Essa mudança de percepção está em sintonia com as conquistas de movimentos sociais e das políticas públicas intersetoriais (expansão da universidade pública, política de cotas, combate à fome, entre outras). Reflexões sobre a necessidade de novos conceitos, olhares, narrativas, éticas e estéticas para imaginar as políticas públicas, atentando para a dimensão processual, transversal e transdisciplinar da cadeia produtiva do cinema e audiovisual no Brasil, são urgentes.
Bibliografia
- AUTRAN, Arthur. O pensamento industrial cinematográfico brasileiro. São Paulo:
Hucitec editora, 2013.
BAHIA, Lia. Políticas públicas para o cinema e audiovisual em três atos: os movimentos do cinema e audiovisual no Brasil nos anos 2000. In Espirales, Foz do Iguaçu, UNILA, 2023, p. 27-42.

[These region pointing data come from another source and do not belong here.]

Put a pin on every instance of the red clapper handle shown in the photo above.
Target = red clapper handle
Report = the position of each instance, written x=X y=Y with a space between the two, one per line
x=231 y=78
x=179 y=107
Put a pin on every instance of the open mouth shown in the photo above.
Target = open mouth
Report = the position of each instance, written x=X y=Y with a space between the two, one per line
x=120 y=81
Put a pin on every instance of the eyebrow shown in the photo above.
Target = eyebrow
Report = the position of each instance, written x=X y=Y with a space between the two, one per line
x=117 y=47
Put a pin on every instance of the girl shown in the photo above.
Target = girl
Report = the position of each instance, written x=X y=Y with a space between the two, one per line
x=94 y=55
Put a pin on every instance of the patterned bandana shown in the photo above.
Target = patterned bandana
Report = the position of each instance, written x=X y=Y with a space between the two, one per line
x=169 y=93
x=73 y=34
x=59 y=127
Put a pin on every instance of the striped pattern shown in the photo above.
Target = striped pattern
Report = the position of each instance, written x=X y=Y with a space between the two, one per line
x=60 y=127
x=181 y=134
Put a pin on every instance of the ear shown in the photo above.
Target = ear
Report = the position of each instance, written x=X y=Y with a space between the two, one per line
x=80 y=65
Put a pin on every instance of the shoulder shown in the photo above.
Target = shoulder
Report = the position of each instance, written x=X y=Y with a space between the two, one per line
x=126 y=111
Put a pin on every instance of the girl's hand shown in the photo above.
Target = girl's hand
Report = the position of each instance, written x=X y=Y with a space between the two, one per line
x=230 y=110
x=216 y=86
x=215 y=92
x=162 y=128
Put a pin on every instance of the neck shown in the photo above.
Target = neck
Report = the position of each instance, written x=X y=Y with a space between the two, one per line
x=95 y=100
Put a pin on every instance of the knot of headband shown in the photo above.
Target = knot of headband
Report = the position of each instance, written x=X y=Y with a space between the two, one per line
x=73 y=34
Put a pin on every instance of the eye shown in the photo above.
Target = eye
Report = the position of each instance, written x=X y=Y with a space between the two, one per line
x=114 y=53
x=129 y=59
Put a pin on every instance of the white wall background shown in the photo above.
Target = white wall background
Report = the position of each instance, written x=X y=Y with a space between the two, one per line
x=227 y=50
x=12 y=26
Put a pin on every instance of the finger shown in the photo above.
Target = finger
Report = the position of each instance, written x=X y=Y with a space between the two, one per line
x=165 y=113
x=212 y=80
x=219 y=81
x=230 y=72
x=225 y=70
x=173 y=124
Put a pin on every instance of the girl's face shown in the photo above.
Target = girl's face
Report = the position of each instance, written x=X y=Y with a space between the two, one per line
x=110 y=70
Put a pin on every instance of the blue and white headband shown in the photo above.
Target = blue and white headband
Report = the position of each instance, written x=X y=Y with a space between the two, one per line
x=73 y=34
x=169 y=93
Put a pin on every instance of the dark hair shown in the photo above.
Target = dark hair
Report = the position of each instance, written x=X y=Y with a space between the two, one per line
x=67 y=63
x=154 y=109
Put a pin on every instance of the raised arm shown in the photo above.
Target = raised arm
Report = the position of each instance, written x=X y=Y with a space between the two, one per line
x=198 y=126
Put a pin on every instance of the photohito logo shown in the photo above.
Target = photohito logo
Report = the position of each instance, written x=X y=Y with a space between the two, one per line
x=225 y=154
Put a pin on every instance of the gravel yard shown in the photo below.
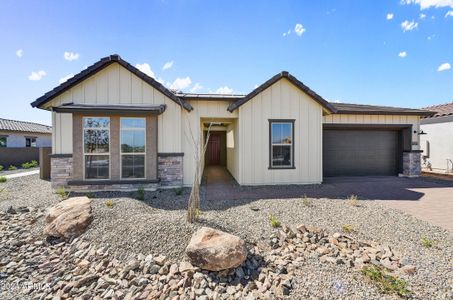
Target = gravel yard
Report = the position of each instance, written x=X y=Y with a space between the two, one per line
x=158 y=226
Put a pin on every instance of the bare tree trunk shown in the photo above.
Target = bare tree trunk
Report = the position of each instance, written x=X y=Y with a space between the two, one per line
x=193 y=209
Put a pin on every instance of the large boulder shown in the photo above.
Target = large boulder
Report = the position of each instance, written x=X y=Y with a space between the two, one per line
x=69 y=218
x=215 y=250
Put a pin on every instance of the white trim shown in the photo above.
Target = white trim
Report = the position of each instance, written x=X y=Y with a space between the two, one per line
x=279 y=144
x=95 y=154
x=133 y=153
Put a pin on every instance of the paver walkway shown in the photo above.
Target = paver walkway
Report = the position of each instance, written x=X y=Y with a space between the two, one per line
x=21 y=174
x=425 y=198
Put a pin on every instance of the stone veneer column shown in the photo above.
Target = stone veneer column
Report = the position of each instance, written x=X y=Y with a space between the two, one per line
x=412 y=163
x=60 y=170
x=170 y=169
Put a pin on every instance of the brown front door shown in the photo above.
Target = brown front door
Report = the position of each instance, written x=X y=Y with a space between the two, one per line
x=213 y=150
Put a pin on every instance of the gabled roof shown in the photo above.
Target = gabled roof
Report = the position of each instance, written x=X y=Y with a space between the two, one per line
x=98 y=66
x=13 y=125
x=324 y=103
x=441 y=110
x=348 y=108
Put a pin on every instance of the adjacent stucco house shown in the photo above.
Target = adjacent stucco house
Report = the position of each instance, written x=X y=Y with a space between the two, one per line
x=115 y=127
x=19 y=134
x=437 y=144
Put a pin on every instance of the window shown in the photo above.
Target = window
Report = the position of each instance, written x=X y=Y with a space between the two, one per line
x=30 y=142
x=281 y=144
x=133 y=148
x=96 y=147
x=3 y=142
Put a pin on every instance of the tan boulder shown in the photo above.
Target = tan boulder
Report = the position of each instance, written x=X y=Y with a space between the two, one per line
x=215 y=250
x=69 y=218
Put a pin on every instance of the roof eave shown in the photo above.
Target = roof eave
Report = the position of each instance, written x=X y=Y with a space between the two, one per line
x=284 y=74
x=98 y=66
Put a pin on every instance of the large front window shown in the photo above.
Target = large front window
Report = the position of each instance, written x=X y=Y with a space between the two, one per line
x=133 y=149
x=282 y=144
x=96 y=147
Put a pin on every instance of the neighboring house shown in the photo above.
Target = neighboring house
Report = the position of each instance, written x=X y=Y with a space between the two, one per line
x=19 y=134
x=437 y=144
x=115 y=127
x=20 y=141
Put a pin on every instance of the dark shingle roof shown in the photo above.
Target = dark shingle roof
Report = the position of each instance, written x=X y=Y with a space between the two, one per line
x=13 y=125
x=348 y=108
x=442 y=110
x=98 y=66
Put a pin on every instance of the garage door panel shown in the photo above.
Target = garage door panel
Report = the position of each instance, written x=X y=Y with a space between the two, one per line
x=360 y=152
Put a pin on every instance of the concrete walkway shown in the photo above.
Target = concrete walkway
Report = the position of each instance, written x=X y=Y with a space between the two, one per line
x=425 y=198
x=22 y=174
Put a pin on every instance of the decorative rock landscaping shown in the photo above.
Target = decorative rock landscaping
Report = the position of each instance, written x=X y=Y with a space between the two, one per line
x=304 y=262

BERNARDET, Jean-Claude. Historiografia clássica do cinema brasileiro: metodologia e pedagogia. São Paulo: Annablume, 1995.
BUTCHER, Pedro. Hollywood e o mercado de cinema no Brasil: princípios de uma hegemonia. Tese de doutorado. Niterói: UFF, 2019.
GOMES, Paulo Emilio Salles. Uma situação colonial?. São Paulo: Companhia das Letras, 2016.
QUINN, Michal Joseph. Early Film Distribution and the Development of the Motion Picture Industry: Famous Players and Paramount, 1912-1921. University of Wisconsin-Madison, 1998.